C-PACE Emerges as 'New Champion' to Provide Rate Relief

It's being used particularly for construction and take-out bridge financing.

​Previously considered somewhat difficult to deploy in ways that made sense to borrowers, C-PACE financing has emerged as “a new champion” to provide some rate relief and, in some circumstances, provide leverage that is otherwise unattainable, particularly for construction and construction take-out bridge financing, according to a new report from Marcus & Millichap.

Commercial Property Assessed Clean Energy (C-PACE) can help to fill the gap in the lending markets previously saturated with non-recourse banks, money center banks, and regional banks by providing fixed-rate and long-term financing through a state policy-enabled channel.

Nuveen describes it as financing that allows building owners and developers to access the capital they need to make energy-related deferred maintenance upgrades in their existing buildings, support new construction costs, and make renewable energy accessible and cost-effective.

“It runs with the property so it can be easily assumed by the next buyer, and its debt service is paid as a state property tax,” according to the report.

It is available in 31 states and the District of Columbia, enabling some commercial building owners to potentially pass through the expense to the tenants as part of a triple-net lease.

The ease of the process to obtain them and for various costs to qualify does, however, vary drastically by state, Marcus & Millichap said.

Jason Clouet, Vice Pres at Bayview PACE, tells GlobeSt.com that C-PACE financing is experiencing a strong and sustained moment because its terms and flexibility are filling in huge gaps compared to traditional options.

“One key issue is the reduced lending capacity from banks, which is largely driven by heightened requirements by regulators,” Clouet said. “These tighter requirements meant to achieve a better balance of a bank’s depository amounts to its lending capacity, typically mean that 10% to 20% of the loan amount will need to be held in deposits by the bank.”

Clouet said that where C-PACE is solving so many borrowers’ problems is that C-PACE financing is not counted on the bank’s balance sheet “so the bank can decrease the depository requirement for their client by adding C-PACE into the capital stack.”

Joe Euphrat, Managing Principal, GreenRock Capital LLC, notes that C-PACE financing is an accretive source with a long-term of up to 30 years and a fixed rate that is fully amortized.

Therefore, “Capitalized interest and interest only can also be included in the structure,” Euphrat tells GlobeSt.com. “With C-PACE financing, there are no financial or operational covenants.”

Euphrat believes that in today’s market environment, C-PACE financing compares favorably to construction debt.

“We are also seeing much larger transactions due to current market conditions,” he said. “GreenRock’s C-PACE can also be used in most states to reimburse owners for work completed in the past two to three years.
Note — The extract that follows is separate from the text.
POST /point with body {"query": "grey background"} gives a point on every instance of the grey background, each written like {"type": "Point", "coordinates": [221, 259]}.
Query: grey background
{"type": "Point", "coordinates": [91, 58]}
This is very helpful for accessing liquidity to pay down existing debt and/or fund operational reserves.”

Jillian Mariutti, a Senior Director with JLL’s Capital Markets Group, tells GlobeSt.com, “It’s getting more and more popular because of the significant uptick in interest rates and borrowing costs over the past 15 months.

“Our clients are using CPACE to bring down the weighted average cost of capital,” she said.

“It is not necessarily a leverage play to go higher up the stack like it once was viewed. CPACE is attractive on deals where the senior pricing is 500 bps to 800 bps over SOFR, which right now is 10% to 13% money.

“CPACE is roughly 7% fixed nonrecourse and would bring the blended rate down in those instances. We are also seeing CPACE used on a retroactive basis for tougher-to-finance sectors like office as it provides a unique source of liquidity during a time when owners could really use it.”

Another benefit, according to Laura Dietzel, real estate senior analyst at RSM US LLP, is that C-PACE payback periods span 20 to 30 years, much longer than traditional financing’s seven-to-10-year terms. “The flexibility may finally help these projects get across the finish line.”

But she also points to a challenge with this form of financing: CRE owners are weary of throwing additional capital at challenged investments within the current economic cycle.

Also, “for mortgaged properties, lender consent to utilize C-PACE is required – while once educated on the program lenders generally have no issues with this type of financing, this is difficult and time-consuming to obtain,” she said.

“Given the current lending environment, implementation of C-PACE poses an additional challenge for market participants as lenders are keenly focused on preserving as many rights as possible.”